MP accuses NHS England boss Simon Stevens of giving 'woolly' answers
NHS England boss Simon Stevens has been accused of giving "woolly" answers to MPs about how the health service will achieve £22 billion of efficiency savings.
Mr Stevens was giving evidence to the House of Commons Health Committee on a range of topics affecting the NHS, telling the panel that the "single most important thing we've got to do" is turn around spending on agency staffing, which cost £3.3 billion last year.
But after being asked for details on improving the NHS's finances, Labour MP Emily Thornberry told him: "I haven't really met a health professional that entirely believes that we can have £22 billion of efficiency savings, and some of them have been cheeky enough to say they really don't think that you believe it either.
"It would reassure us I suppose if you were able to come to this committee and perhaps be a little bit more specific. T o not be able to come to us without even a ball park kind of breakdown of where the figures are - it's kind of a bit, if you don't mind me saying, a bit woolly."
Referring to NHS England's five-year plan which was published in October, Ms Thornberry added: "To come to us nearly a near later and not be able to give us any more specific details about this is very disappointing."

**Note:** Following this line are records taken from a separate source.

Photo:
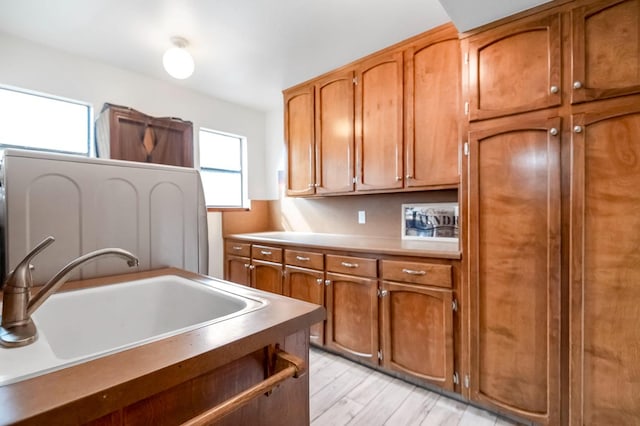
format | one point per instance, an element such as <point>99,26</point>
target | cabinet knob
<point>412,272</point>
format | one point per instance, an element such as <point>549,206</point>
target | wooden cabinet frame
<point>579,50</point>
<point>515,33</point>
<point>408,350</point>
<point>496,373</point>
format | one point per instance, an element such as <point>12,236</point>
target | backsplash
<point>340,214</point>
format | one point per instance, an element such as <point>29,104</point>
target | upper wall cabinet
<point>432,99</point>
<point>334,133</point>
<point>299,136</point>
<point>379,122</point>
<point>515,68</point>
<point>385,123</point>
<point>606,58</point>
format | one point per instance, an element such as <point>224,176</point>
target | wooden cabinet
<point>266,268</point>
<point>304,280</point>
<point>515,67</point>
<point>254,265</point>
<point>379,95</point>
<point>385,123</point>
<point>417,322</point>
<point>605,265</point>
<point>237,262</point>
<point>605,50</point>
<point>335,150</point>
<point>300,143</point>
<point>352,307</point>
<point>135,136</point>
<point>514,267</point>
<point>432,109</point>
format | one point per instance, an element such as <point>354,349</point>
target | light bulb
<point>177,61</point>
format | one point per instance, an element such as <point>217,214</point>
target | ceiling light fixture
<point>177,61</point>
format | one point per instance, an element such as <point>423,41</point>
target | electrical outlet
<point>362,217</point>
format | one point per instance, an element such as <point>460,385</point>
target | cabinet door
<point>352,316</point>
<point>515,68</point>
<point>417,332</point>
<point>606,50</point>
<point>432,98</point>
<point>266,276</point>
<point>514,260</point>
<point>605,274</point>
<point>379,123</point>
<point>237,269</point>
<point>307,285</point>
<point>334,133</point>
<point>299,137</point>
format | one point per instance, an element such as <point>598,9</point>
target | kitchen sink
<point>80,325</point>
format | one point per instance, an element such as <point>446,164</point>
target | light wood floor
<point>343,392</point>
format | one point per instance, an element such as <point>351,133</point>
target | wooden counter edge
<point>119,379</point>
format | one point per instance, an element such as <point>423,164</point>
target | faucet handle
<point>20,277</point>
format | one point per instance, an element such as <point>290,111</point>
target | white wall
<point>36,67</point>
<point>275,152</point>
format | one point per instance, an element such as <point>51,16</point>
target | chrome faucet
<point>17,327</point>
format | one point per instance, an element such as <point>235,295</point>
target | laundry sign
<point>431,221</point>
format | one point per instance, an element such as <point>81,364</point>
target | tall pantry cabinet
<point>552,171</point>
<point>605,228</point>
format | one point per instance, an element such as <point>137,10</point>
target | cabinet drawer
<point>352,265</point>
<point>304,259</point>
<point>237,249</point>
<point>417,273</point>
<point>271,254</point>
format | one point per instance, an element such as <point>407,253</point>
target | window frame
<point>90,152</point>
<point>245,202</point>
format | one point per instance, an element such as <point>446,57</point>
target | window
<point>223,161</point>
<point>36,121</point>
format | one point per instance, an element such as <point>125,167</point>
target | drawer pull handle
<point>412,272</point>
<point>284,366</point>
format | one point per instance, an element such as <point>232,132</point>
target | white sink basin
<point>80,325</point>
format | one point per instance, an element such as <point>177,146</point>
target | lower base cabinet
<point>417,332</point>
<point>352,316</point>
<point>395,313</point>
<point>238,269</point>
<point>266,276</point>
<point>308,285</point>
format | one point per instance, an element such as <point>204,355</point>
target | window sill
<point>228,209</point>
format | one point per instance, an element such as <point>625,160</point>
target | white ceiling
<point>246,51</point>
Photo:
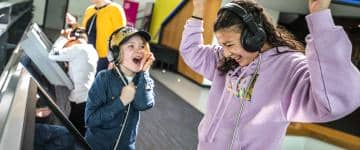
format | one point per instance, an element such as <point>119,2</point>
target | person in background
<point>118,95</point>
<point>72,47</point>
<point>100,20</point>
<point>261,78</point>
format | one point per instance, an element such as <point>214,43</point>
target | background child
<point>72,47</point>
<point>261,79</point>
<point>117,95</point>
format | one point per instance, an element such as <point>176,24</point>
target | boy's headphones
<point>120,36</point>
<point>253,35</point>
<point>114,48</point>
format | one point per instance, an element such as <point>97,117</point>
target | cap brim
<point>143,34</point>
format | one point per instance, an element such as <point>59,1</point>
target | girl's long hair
<point>276,36</point>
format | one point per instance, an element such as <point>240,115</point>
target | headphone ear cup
<point>253,42</point>
<point>115,52</point>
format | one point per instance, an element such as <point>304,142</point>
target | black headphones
<point>114,49</point>
<point>253,35</point>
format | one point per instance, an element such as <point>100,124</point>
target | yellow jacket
<point>108,19</point>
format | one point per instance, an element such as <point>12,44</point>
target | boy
<point>118,95</point>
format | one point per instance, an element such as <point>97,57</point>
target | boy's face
<point>133,52</point>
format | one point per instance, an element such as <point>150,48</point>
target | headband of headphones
<point>120,36</point>
<point>253,36</point>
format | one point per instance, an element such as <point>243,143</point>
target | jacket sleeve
<point>201,58</point>
<point>144,96</point>
<point>59,53</point>
<point>101,109</point>
<point>325,86</point>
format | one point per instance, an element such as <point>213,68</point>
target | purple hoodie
<point>291,87</point>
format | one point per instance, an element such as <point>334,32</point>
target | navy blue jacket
<point>105,113</point>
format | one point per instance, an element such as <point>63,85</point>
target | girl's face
<point>133,52</point>
<point>229,39</point>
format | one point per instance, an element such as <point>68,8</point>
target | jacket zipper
<point>237,125</point>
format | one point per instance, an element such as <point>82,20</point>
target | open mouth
<point>137,61</point>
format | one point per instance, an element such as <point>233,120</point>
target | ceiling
<point>301,7</point>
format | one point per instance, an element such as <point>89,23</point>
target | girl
<point>261,78</point>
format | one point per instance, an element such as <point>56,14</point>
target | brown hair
<point>276,36</point>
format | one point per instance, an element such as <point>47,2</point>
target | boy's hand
<point>147,61</point>
<point>128,94</point>
<point>318,5</point>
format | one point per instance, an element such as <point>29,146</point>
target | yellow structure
<point>162,9</point>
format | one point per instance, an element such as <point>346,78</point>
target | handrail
<point>170,17</point>
<point>325,134</point>
<point>13,105</point>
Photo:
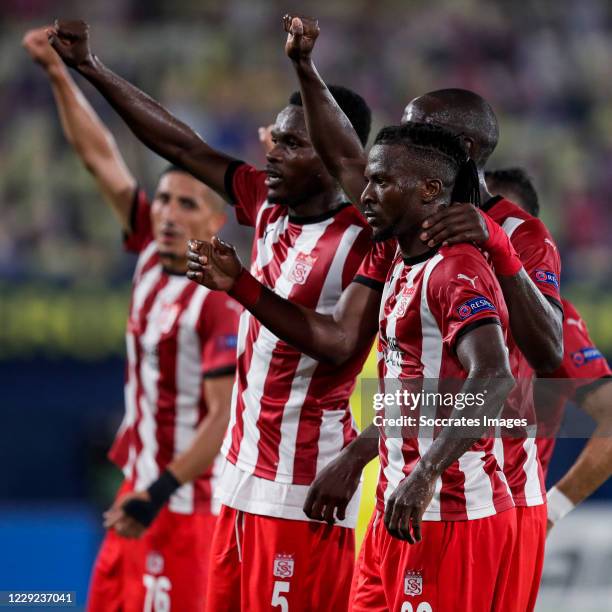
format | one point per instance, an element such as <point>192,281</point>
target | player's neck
<point>318,205</point>
<point>412,246</point>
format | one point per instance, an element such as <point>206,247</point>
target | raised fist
<point>36,43</point>
<point>302,33</point>
<point>71,41</point>
<point>213,264</point>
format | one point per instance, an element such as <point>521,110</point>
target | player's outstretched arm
<point>84,130</point>
<point>330,131</point>
<point>149,120</point>
<point>482,352</point>
<point>328,338</point>
<point>131,514</point>
<point>335,485</point>
<point>537,325</point>
<point>594,464</point>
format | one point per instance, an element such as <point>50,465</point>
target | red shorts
<point>458,565</point>
<point>528,557</point>
<point>267,563</point>
<point>166,569</point>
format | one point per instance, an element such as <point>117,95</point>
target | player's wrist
<point>246,289</point>
<point>558,505</point>
<point>160,491</point>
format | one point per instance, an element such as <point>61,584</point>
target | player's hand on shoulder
<point>36,43</point>
<point>213,264</point>
<point>116,518</point>
<point>459,222</point>
<point>332,490</point>
<point>407,504</point>
<point>71,41</point>
<point>302,32</point>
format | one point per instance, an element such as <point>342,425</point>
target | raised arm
<point>330,131</point>
<point>84,130</point>
<point>331,338</point>
<point>149,120</point>
<point>482,352</point>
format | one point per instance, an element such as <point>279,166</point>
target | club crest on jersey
<point>474,306</point>
<point>301,268</point>
<point>589,353</point>
<point>547,277</point>
<point>413,583</point>
<point>155,563</point>
<point>283,566</point>
<point>404,299</point>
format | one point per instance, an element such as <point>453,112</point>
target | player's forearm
<point>203,449</point>
<point>453,442</point>
<point>536,325</point>
<point>156,127</point>
<point>81,125</point>
<point>592,468</point>
<point>315,334</point>
<point>330,131</point>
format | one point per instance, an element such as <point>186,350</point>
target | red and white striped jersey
<point>540,257</point>
<point>290,413</point>
<point>428,303</point>
<point>584,365</point>
<point>178,333</point>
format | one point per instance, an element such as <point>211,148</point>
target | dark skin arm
<point>483,354</point>
<point>330,131</point>
<point>331,338</point>
<point>594,464</point>
<point>149,120</point>
<point>336,483</point>
<point>536,324</point>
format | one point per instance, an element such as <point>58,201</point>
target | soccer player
<point>584,365</point>
<point>290,413</point>
<point>435,324</point>
<point>181,348</point>
<point>532,294</point>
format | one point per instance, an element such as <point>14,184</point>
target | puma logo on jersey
<point>576,322</point>
<point>470,280</point>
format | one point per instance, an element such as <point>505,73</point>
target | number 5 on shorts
<point>280,587</point>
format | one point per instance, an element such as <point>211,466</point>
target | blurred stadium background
<point>64,280</point>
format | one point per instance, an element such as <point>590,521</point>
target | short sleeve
<point>247,191</point>
<point>464,294</point>
<point>141,232</point>
<point>218,329</point>
<point>375,265</point>
<point>540,257</point>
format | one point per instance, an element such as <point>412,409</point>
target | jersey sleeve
<point>218,329</point>
<point>464,294</point>
<point>247,191</point>
<point>375,265</point>
<point>583,362</point>
<point>141,232</point>
<point>540,257</point>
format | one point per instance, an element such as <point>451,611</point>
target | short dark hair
<point>441,147</point>
<point>519,182</point>
<point>353,106</point>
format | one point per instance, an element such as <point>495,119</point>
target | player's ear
<point>430,189</point>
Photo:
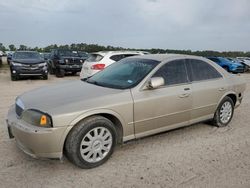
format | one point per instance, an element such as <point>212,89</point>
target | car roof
<point>165,57</point>
<point>25,51</point>
<point>103,53</point>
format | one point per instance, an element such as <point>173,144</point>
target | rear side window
<point>214,59</point>
<point>173,72</point>
<point>121,56</point>
<point>116,57</point>
<point>94,58</point>
<point>199,70</point>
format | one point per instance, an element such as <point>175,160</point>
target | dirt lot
<point>195,156</point>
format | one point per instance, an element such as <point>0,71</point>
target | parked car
<point>9,57</point>
<point>46,56</point>
<point>63,61</point>
<point>135,97</point>
<point>245,61</point>
<point>228,65</point>
<point>240,61</point>
<point>100,60</point>
<point>83,55</point>
<point>27,63</point>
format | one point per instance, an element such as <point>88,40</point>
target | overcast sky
<point>172,24</point>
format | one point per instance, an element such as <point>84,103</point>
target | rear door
<point>208,86</point>
<point>166,107</point>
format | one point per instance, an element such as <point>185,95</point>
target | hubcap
<point>96,144</point>
<point>225,112</point>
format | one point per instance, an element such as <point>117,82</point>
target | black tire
<point>79,132</point>
<point>59,73</point>
<point>217,120</point>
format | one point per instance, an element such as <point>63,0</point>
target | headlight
<point>37,118</point>
<point>42,64</point>
<point>16,64</point>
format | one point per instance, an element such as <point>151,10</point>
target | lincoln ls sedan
<point>135,97</point>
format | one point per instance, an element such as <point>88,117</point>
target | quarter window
<point>173,72</point>
<point>199,70</point>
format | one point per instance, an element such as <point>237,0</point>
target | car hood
<point>67,97</point>
<point>28,61</point>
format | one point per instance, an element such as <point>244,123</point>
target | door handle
<point>184,95</point>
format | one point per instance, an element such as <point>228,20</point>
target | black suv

Asked about p roposed £200 million cuts to local authorities' public health budgets, Mr Stevens told MPs: "I don't think we want more of that kind of approach going forward."
He said a "more assertive posture" was needed on tobacco, alcohol, junk food and sugary drinks.
Mr Stevens told MPs a quarter of the efficiency savings would come through investing in primary care services and community health services to stop higher rates of emergency admissions to hospitals.
A further quarter would be through reducing prices the health service is charged for things, as set out in Lord Carter's review last month, and which said up to £5 billion a year could be saved.
Mr Stevens said increasing productivity of trusts would also achieve savings.
The NHS chief executive also referred to another report, released last week on NHS leadership, which described a "chronic shortage of good leaders".
That report was carried out by former Marks and Spencer boss Lord Rose, with Mr Stevens taking a swipe at the role by telling MPs that the "complexity" of managing the health service "more than rivals that of selling underwear".